Money market funds are often suggested to investors with a time horizon of 90-365 days. A significant investment in MMF is not ideal for a long-term investor establishing a retirement fund. These funds provide income that is just slightly higher than the rate of inflation on average, which is insufficient to establish a substantial nest egg. Rather, these schemes might assist you in diversifying your portfolio and investing excess funds while maintaining liquidity. Make certain that you invest in accordance with your investing strategy.

  • Tax on Gains

Investing in debt funds generates taxable capital gains. The tax rate is determined by the holding period, or how long you were invested in the fund. When you invest for less than 3 years, you earn a short-term capital gain (STCG).

Long-term capital gains (LTCG) are earned when you hold an investment for more than 3 years. STCG from money market fund is added to your income and taxed according to your tax bracket.
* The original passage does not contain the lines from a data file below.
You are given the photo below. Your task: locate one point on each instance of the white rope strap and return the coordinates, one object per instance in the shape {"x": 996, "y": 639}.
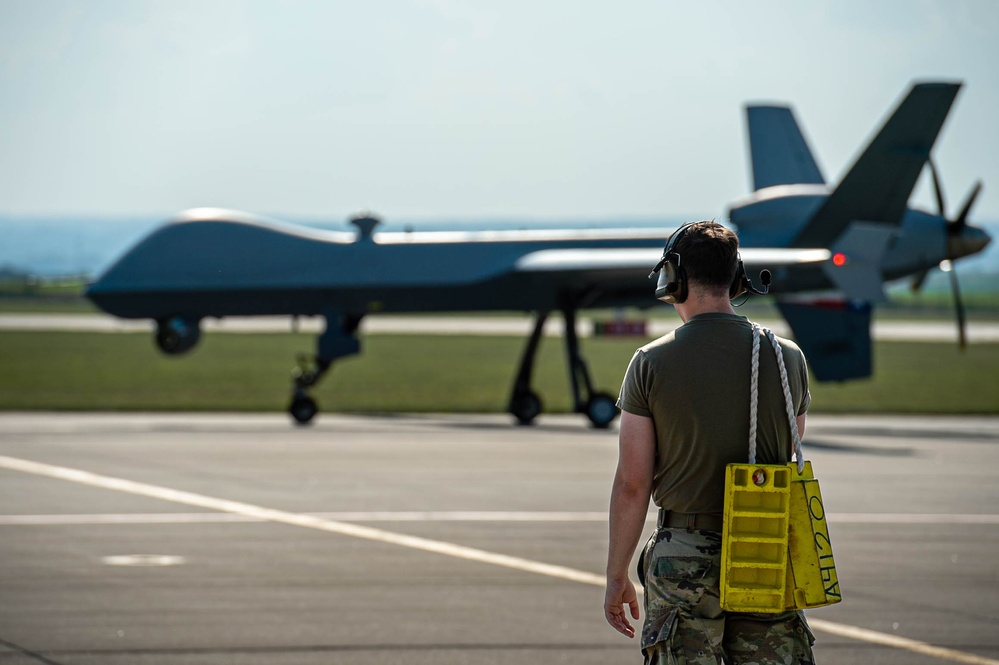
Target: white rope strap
{"x": 788, "y": 403}
{"x": 754, "y": 393}
{"x": 754, "y": 396}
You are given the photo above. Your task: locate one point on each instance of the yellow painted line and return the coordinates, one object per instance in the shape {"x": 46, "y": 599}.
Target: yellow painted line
{"x": 428, "y": 545}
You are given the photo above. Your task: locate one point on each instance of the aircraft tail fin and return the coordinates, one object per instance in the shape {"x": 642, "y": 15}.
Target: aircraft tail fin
{"x": 835, "y": 336}
{"x": 877, "y": 187}
{"x": 778, "y": 150}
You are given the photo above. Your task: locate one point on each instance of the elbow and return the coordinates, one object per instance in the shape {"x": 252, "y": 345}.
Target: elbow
{"x": 633, "y": 489}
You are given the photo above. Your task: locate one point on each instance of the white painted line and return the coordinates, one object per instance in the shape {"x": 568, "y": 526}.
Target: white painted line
{"x": 449, "y": 516}
{"x": 904, "y": 643}
{"x": 294, "y": 519}
{"x": 428, "y": 545}
{"x": 143, "y": 560}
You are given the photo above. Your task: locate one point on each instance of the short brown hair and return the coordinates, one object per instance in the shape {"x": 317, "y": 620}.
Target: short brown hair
{"x": 709, "y": 253}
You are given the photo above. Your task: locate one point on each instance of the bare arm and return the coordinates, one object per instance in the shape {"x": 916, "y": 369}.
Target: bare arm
{"x": 629, "y": 505}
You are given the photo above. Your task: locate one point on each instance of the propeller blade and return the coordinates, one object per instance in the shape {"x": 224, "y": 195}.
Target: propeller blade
{"x": 962, "y": 217}
{"x": 917, "y": 282}
{"x": 962, "y": 340}
{"x": 937, "y": 189}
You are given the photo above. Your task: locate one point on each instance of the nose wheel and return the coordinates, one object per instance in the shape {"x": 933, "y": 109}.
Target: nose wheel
{"x": 303, "y": 409}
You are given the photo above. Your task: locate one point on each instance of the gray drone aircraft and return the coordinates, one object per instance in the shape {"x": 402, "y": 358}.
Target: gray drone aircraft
{"x": 815, "y": 240}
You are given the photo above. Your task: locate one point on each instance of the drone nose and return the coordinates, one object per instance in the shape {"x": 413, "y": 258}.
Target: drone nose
{"x": 970, "y": 240}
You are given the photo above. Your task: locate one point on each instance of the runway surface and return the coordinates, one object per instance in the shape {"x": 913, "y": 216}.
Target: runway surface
{"x": 220, "y": 538}
{"x": 935, "y": 331}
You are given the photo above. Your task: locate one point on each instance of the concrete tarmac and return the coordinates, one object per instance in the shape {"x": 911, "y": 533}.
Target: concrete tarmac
{"x": 216, "y": 538}
{"x": 978, "y": 332}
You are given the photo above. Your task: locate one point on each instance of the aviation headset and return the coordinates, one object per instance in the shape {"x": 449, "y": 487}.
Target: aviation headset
{"x": 672, "y": 285}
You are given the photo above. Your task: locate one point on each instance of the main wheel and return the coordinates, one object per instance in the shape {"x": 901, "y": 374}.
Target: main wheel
{"x": 601, "y": 410}
{"x": 303, "y": 409}
{"x": 525, "y": 407}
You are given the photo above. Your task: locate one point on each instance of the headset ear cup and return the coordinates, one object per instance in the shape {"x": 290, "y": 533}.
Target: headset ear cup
{"x": 672, "y": 286}
{"x": 681, "y": 286}
{"x": 740, "y": 283}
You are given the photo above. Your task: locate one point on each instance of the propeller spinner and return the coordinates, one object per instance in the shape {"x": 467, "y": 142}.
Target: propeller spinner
{"x": 962, "y": 240}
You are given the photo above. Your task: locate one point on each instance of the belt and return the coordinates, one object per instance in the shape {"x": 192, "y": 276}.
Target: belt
{"x": 689, "y": 521}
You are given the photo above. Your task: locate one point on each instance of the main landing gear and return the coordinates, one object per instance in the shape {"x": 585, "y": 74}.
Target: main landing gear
{"x": 525, "y": 405}
{"x": 338, "y": 340}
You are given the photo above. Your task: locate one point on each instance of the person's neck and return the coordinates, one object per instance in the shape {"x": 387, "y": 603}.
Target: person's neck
{"x": 703, "y": 303}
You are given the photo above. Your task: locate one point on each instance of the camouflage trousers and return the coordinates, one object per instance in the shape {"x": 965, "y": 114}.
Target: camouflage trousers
{"x": 684, "y": 622}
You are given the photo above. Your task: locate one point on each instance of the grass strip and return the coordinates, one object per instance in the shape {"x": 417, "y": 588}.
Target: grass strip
{"x": 419, "y": 373}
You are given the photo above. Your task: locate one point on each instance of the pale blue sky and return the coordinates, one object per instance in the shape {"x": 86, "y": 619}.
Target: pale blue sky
{"x": 448, "y": 109}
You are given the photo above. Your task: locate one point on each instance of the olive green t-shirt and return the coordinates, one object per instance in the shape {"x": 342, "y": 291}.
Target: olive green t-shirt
{"x": 695, "y": 385}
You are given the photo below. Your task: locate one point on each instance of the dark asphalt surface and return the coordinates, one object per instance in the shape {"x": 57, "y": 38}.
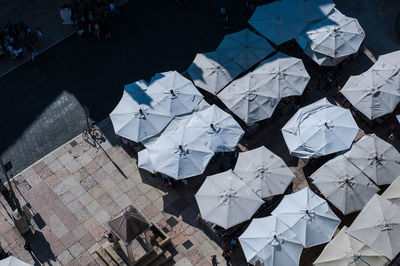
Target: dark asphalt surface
{"x": 40, "y": 104}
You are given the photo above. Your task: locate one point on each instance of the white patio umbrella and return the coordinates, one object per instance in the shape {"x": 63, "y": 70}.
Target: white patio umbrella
{"x": 345, "y": 250}
{"x": 377, "y": 226}
{"x": 144, "y": 161}
{"x": 245, "y": 48}
{"x": 138, "y": 116}
{"x": 226, "y": 200}
{"x": 344, "y": 185}
{"x": 264, "y": 172}
{"x": 375, "y": 92}
{"x": 335, "y": 36}
{"x": 309, "y": 216}
{"x": 212, "y": 73}
{"x": 175, "y": 92}
{"x": 218, "y": 130}
{"x": 13, "y": 261}
{"x": 179, "y": 154}
{"x": 281, "y": 71}
{"x": 319, "y": 129}
{"x": 379, "y": 160}
{"x": 392, "y": 193}
{"x": 271, "y": 242}
{"x": 249, "y": 101}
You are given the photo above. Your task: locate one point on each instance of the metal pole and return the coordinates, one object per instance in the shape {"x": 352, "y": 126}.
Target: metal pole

After indexation, LTCG from money market fund is taxed at a flat rate of 20%.

Conclusion


Whether you want to utilise money market fund as an investing vehicle or as a temporary holding account while you wait for the proper security to buy, make sure you understand a fund’s features, investment strategy, and how its fees compare to similar vehicles. Money market funds are frequently compared to cash. They aren’t. There’s no such thing as a risk-free investment, and you wouldn’t want it to be.